Other budget highlights include:
• Record spending of $5.77 billion for health care, $1.87 billion for education and a record $1.38 billion for social services and assistance.
Highways spending of $924 million to continue major projects already underway and start twinning and passing lane projects on Highways 6 and 39 between Regina and Estevan and Highway 4 between North Battleford and Cochin, and start planning similar projects on Highway 7 between Rosetown and the Alberta border and Highways 9 and 10 between Melville and Canora. Planning for further work on Highway 5 between Highway 2 and Saskatoon will also begin.
• The PST exemption for used light vehicles is removed effective April 11, while the trade-in allowance that allows a deduction for the value of the trade-in when determining PST is reinstated.

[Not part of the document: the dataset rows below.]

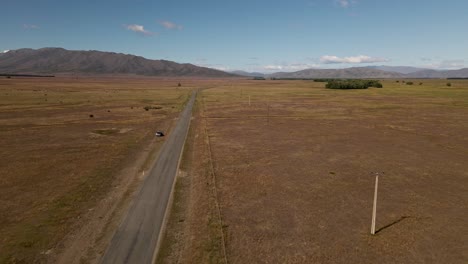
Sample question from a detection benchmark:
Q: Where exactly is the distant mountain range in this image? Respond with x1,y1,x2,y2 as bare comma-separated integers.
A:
0,48,236,77
233,66,468,79
0,48,468,79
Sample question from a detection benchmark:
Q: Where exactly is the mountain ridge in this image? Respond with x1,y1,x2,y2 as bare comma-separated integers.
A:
0,48,237,77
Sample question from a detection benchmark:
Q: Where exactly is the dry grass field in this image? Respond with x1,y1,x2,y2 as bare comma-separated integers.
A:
159,80,468,263
0,78,195,263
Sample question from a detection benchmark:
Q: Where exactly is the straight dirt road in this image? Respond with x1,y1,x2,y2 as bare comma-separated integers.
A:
101,91,197,264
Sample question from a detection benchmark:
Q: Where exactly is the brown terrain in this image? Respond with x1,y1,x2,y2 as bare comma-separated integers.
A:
159,80,468,263
0,78,199,263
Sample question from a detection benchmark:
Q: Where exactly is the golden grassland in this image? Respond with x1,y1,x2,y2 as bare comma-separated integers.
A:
159,80,468,263
0,78,194,263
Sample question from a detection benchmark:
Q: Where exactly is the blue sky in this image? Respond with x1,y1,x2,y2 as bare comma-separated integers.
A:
0,0,468,72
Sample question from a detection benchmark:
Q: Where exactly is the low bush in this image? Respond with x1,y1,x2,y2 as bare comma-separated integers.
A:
325,80,383,89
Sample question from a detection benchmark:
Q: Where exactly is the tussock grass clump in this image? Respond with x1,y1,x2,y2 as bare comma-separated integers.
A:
143,106,162,111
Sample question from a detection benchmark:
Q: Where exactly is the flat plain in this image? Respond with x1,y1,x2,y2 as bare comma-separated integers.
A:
0,77,193,263
159,80,468,263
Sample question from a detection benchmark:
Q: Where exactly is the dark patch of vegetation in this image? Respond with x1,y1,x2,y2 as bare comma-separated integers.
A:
325,80,383,89
0,73,55,78
93,128,119,135
314,79,339,82
143,106,162,111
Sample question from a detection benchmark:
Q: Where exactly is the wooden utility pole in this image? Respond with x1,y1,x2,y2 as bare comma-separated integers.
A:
371,172,379,235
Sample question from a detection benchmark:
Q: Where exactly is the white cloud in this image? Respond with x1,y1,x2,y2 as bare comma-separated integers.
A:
159,21,184,30
337,0,349,7
124,24,154,36
23,24,39,29
422,60,465,70
334,0,357,8
320,55,388,64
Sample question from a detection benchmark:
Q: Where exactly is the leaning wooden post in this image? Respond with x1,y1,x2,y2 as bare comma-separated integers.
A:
371,172,379,235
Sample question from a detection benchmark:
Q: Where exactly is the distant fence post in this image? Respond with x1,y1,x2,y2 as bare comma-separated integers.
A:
371,172,379,235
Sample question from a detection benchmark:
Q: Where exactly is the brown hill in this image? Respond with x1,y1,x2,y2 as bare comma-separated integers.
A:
0,48,236,77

The PST is paid on the difference in price and won’t be charged for used vehicles gifted between qualified family members or on private sales sold for up to $5,000.
• The PST exemption for Energy Star appliances, first implemented in 2003, is discontinued.
Personal income tax rates remain and a planned reduction is on pause, as is indexation of the income tax system.
Harpauer said this budget contains no layoffs. However, the government does plan to find $70 million in savings in both executive government and the crowns over the next two years through efficiencies and staffing management. The minister said this will be managed by individual ministries and would include such measures as replacing a retiring person at the top of the pay scale with a less experienced employee at a lower rate.
Harpauer said non-renewable resource revenue is now just 10 percent of the province’s total revenue compared to 32 percent in 2008-09. Taxation is the largest revenue source at about half of the budget.